Sun Cluster 2.2 Software Installation Guide

CCD Quorum

The Cluster Configuration Database (CCD) needs to obtain quorum to elect a valid and consistent copy of the CCD. Refer to "Cluster Configuration Database", for an overview of the CCD.

Sun Cluster does not have a storage topology that guarantees direct access from all cluster nodes to underlying storage devices for all configurations. This precludes the possibility of using a single logical volume to store the CCD database, which would guarantee that updates would be propagated correctly across restarts of the cluster framework.The CCD communicates with its peers through the cluster interconnect, and this logical link is unavailable on nodes that are not cluster members. We will illustrate the CCD quorum requirement with a simple example.

Assume a three-node cluster consisting of nodes A, B, and C. Node A exits the cluster leaving B and C as the surviving cluster members. The CCD is updated and the updates are propagated to nodes B and C. Now, nodes B and C leave the cluster. Subsequently, node A is restarted. However, A does not have the most recent copy of the CCD database because it has no means of knowing the updates that happened on nodes B and C. In fact, irrespective of which node is started first, it is not possible to determine absolutely which node has the most recent copy of the CCD database. Only when all three nodes are restarted is there sufficient information to determine the most recent copy of the CCD. If a valid CCD could not be elected, all query or update operations on the CCD would fail with an invalid CCD error.

In practice, starting all cluster nodes before determining a valid copy of the CCD is too restrictive a condition. This condition can be relaxed by imposing a restriction on the update operation.

If n is the number of nodes currently configured in the cluster, at least floor(n) nodes [If n is an odd number, then floor(n) = 1 + ((n-1)/2). If n is an even number, then floor(n) = 1 + (n/2)] must be up for updates to be propagated. In this case, it is sufficient for ceiling(n) identical copies [If n is an odd number, then ceiling(n) = (n+1)/2 If n is an even number, then ceiling(n) = (n/2)] to be present to elect a valid database on a cluster restart. The valid CCD is then propagated to all cluster nodes that do not already have it.
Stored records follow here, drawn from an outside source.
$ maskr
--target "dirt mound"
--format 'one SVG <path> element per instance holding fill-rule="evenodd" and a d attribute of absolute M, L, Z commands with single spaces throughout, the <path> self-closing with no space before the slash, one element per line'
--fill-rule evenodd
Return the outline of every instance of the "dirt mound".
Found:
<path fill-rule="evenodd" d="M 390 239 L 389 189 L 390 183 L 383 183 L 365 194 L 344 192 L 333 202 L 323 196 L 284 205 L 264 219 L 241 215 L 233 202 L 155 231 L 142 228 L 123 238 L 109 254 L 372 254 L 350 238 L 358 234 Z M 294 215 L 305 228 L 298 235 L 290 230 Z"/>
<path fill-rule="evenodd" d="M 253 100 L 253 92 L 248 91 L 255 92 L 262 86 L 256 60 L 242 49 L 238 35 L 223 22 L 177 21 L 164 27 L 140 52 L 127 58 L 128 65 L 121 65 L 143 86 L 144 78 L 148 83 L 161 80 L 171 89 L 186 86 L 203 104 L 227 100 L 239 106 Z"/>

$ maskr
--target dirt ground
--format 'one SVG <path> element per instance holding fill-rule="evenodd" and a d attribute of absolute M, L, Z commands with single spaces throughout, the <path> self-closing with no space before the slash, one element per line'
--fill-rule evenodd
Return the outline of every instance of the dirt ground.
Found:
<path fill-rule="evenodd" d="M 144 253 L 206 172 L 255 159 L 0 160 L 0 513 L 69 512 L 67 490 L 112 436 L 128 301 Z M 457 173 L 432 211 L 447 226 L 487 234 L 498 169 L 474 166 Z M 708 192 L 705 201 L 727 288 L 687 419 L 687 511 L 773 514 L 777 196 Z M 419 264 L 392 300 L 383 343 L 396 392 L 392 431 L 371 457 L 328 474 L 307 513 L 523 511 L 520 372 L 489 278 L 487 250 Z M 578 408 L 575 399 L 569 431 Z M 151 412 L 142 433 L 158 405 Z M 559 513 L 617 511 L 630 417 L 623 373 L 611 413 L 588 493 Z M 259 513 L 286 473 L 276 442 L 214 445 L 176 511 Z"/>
Note that even if the CCD is invalid, a node is allowed to join the cluster. However, the CCD can be neither updated nor queried in this state. This implies that all components of the cluster framework that rely on the CCD remain in a dysfunctional state. In particular, logical hosts cannot be mastered and data services cannot be activated in this state. The CCD is enabled only after sufficient number of nodes join the cluster for quorum to be reached. Alternatively, an administrator can restore the CCD database with the maximum CCD generation number.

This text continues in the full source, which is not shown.